00:00 karolherbst: why that 0x1000
00:00 karolherbst: Thog: well, it doesn something at least if it gets to line 85
03:59 rhyskidd: i'm really happy that motivated people wanting to run homebrew on the switch, might just lead to reclocking on a Pascal dGPU with nouveau :)
04:00 imirkin: it'd be a long road
04:00 imirkin: switch is maxwell, and tegra clocks work totally differently
04:01 imirkin: and you're still stuck using their kernel, so they'd be using blob kernel driver
04:01 imirkin: but it does increase interest in nouveau, so you get that trickle-down effect
04:01 rhyskidd: yes, but if there's a signed bootloader crypt mis-implementation -- those sorts of fails tend to apply across whole classes of devices
04:01 rhyskidd: :)
04:02 imirkin: pretty sure that esp some of the earlier firmware they released is rootable
04:02 imirkin: no one here has greatly looked into it here though
04:03 rhyskidd: Lyude: any interest in DP Test Pattern Generators for the lulz? https://github.com/envytools/envytools/pull/135
04:04 imirkin: DISPLAY_OVER_PCIE? that sounds dangerous...
04:05 rhyskidd: sounds fun ...
05:27 jn__: 06:01 < imirkin> and you're still stuck using their kernel, so they'd be using blob kernel driver
05:27 jn__: fail0verflow's kernel uses slighly modified nouveau, and nintendo's kernel is not linux
05:28 jn__: (https://github.com/fail0verflow/switch-linux)
05:28 imirkin: jn__: nouveau should work pretty much as-is
05:28 imirkin: however i believed that switchbrew was going to be mostly using the existing OS environment / services
05:28 imirkin: just with home-made games
05:29 imirkin: but since the (userspace bit of the) driver is in the SDK, something has to compose the commands
05:29 imirkin: getting an upstream linux running is cool too, of course
05:30 jn__: right, pluto from switchbrew is using the blob sdk on nintendo's OS
05:31 imirkin: (and when i said "switchbrew" i actually meant "homebrew")
05:31 imirkin: keep in mind that the last hand-held console i used was the gameboy, so i'm a bit out of touch with how the latest and greatest operate :)
05:32 jn__: heh
05:33 jn__: that's actually the same for me, now that i think about it
05:33 imirkin: console hacking back then: https://en.wikipedia.org/wiki/Game_Genie#/media/File:Game_Genie.jpg
05:33 jn__: (last *handheld* console was a gameboy, unless you count the wiiu gamepad)
05:42 HdkR: pfft, wii u gamepad is just a fancy wifi chip + video decoder.
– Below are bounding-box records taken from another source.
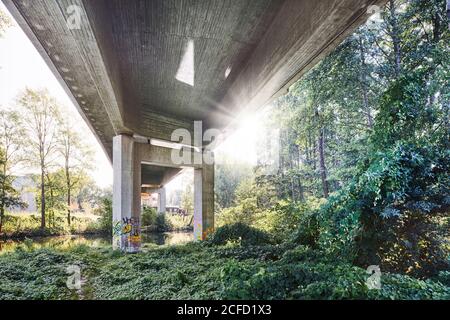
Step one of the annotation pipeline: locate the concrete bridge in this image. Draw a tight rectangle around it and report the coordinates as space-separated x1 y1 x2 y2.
2 0 385 252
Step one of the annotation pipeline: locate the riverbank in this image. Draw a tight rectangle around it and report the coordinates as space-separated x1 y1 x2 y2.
0 243 450 299
0 231 194 254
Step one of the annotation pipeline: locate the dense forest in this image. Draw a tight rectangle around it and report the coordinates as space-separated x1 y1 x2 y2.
0 0 450 299
219 0 450 276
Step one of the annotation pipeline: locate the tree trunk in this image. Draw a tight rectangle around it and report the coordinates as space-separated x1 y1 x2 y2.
318 128 329 198
389 0 402 78
359 37 373 129
66 158 72 227
41 169 45 230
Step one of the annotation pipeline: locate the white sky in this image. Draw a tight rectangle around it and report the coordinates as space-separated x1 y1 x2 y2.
0 3 259 188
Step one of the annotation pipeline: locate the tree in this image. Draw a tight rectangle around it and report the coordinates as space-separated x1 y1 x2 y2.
18 88 59 229
181 184 194 214
57 119 93 226
0 110 23 233
214 159 252 209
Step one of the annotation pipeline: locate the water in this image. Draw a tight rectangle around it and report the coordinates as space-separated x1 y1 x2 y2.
0 232 194 254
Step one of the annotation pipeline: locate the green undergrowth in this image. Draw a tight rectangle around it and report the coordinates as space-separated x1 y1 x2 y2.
0 243 450 299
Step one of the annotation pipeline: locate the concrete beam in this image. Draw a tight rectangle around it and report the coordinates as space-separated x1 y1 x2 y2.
113 135 141 253
158 187 166 213
137 143 202 168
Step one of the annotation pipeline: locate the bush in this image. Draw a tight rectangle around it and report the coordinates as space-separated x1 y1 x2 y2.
221 261 450 300
208 223 273 246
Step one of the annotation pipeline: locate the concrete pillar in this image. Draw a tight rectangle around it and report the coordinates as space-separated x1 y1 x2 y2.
113 135 141 252
158 187 166 213
194 158 214 241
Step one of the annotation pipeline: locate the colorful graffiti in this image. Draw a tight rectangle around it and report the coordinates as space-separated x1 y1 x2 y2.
113 217 141 252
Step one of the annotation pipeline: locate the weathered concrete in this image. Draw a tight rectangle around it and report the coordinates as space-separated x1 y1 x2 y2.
2 0 386 156
158 187 166 213
113 135 141 252
194 159 214 241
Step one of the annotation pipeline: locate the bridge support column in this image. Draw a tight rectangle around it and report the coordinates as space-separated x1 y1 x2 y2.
113 135 141 253
158 187 166 213
194 158 214 241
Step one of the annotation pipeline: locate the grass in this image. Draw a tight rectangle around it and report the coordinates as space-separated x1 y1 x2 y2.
2 212 99 238
0 243 450 299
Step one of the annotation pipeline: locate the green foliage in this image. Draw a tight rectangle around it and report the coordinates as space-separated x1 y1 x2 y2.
214 159 252 209
208 223 272 246
221 255 450 300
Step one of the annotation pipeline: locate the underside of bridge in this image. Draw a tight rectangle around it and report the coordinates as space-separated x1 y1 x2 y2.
2 0 385 251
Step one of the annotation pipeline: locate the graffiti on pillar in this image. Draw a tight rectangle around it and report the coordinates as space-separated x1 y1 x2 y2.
194 219 214 241
113 217 141 252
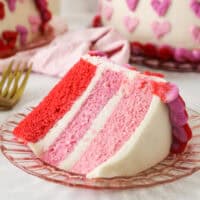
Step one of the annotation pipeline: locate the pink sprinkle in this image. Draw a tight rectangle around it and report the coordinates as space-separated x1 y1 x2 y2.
16 25 28 46
7 0 16 12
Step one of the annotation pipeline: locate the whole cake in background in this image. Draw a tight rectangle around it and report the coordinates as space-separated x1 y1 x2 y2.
0 0 51 58
13 53 192 178
96 0 200 63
It can't be a handheld :P
05:58 jn__: HdkR: i can hold it in my hand and it runs code from flash
05:58 jn__: ;)
13:53 gQuigs: I'm remotely helping with debugging a Quadro P6000 full hang. current workaround is to add mem=64000mb to the kernel command line... which still doesn't let the GUI display, but lets the installation continue (preseed)
13:54 gQuigs: I'm curious if there is a nouveau memory option I can try to limit it's memory instead... it shows up as a GP102, btw with 24GB of ram
14:16 imirkin_: gQuigs: if the system has more than 1T of ram, i suspect you're going to have a bad time.
14:17 imirkin_: gQuigs: try booting with nouveau.modeset=0 -- that will prevent nouveau from doing anything
14:18 gQuigs: imirkin_: it has 1TB of ram exactly...
14:19 imirkin_: gQuigs: well, i guess it doesn't matter how much ram it has
14:19 gQuigs: nomodeset by itself didn't do it, still needed mem=64GB line
14:19 imirkin_: gQuigs: if you have ram above the 40-bit line, you're in trouble
14:19 gQuigs: but I'm guessing that's not on nouveau
14:20 imirkin_: (you could have 1MB of ram, but if it's placed about 1T, then you might still run into trouble. BIOS's don't do that usually though.)
14:20 gQuigs: it works with all the ram once the nvidia driver is installed
14:21 gQuigs: (1 TB RAM, plus 24 GB on video card)
14:22 gQuigs: imirkin_: by trouble do you mean specifically with any graphics on linux, nouveau specifically, or something else?
14:22 imirkin_: gQuigs: nvidia VM is 40-bit
14:23 imirkin_: so i don't think it can address physical memory above 40 bits
14:23 imirkin_: i don't know if nouveau handles that nicely
14:23 imirkin_: (did pascal bump it to 48? it might have, actually...)
14:33 gbisson: Hi all, can't seem to get Nouveau working with my GTX860M on my laptop, I get some MMIO read faults at bootup. Seems that other people reported the same on bugzilla, is there any update on this issue?
14:33 gbisson: https://bugs.freedesktop.org/show_bug.cgi?id=100423
14:33 gbisson: https://bugs.freedesktop.org/show_bug.cgi?id=104835
14:34 imirkin_: gQuigs: if linux doesn't boot with the full 1T of ram with nomodeset, then you have non-nouveau issues
14:35 imirkin_: nomodeset (or nouveau.modeset=0) will literally make nouveau do nothing.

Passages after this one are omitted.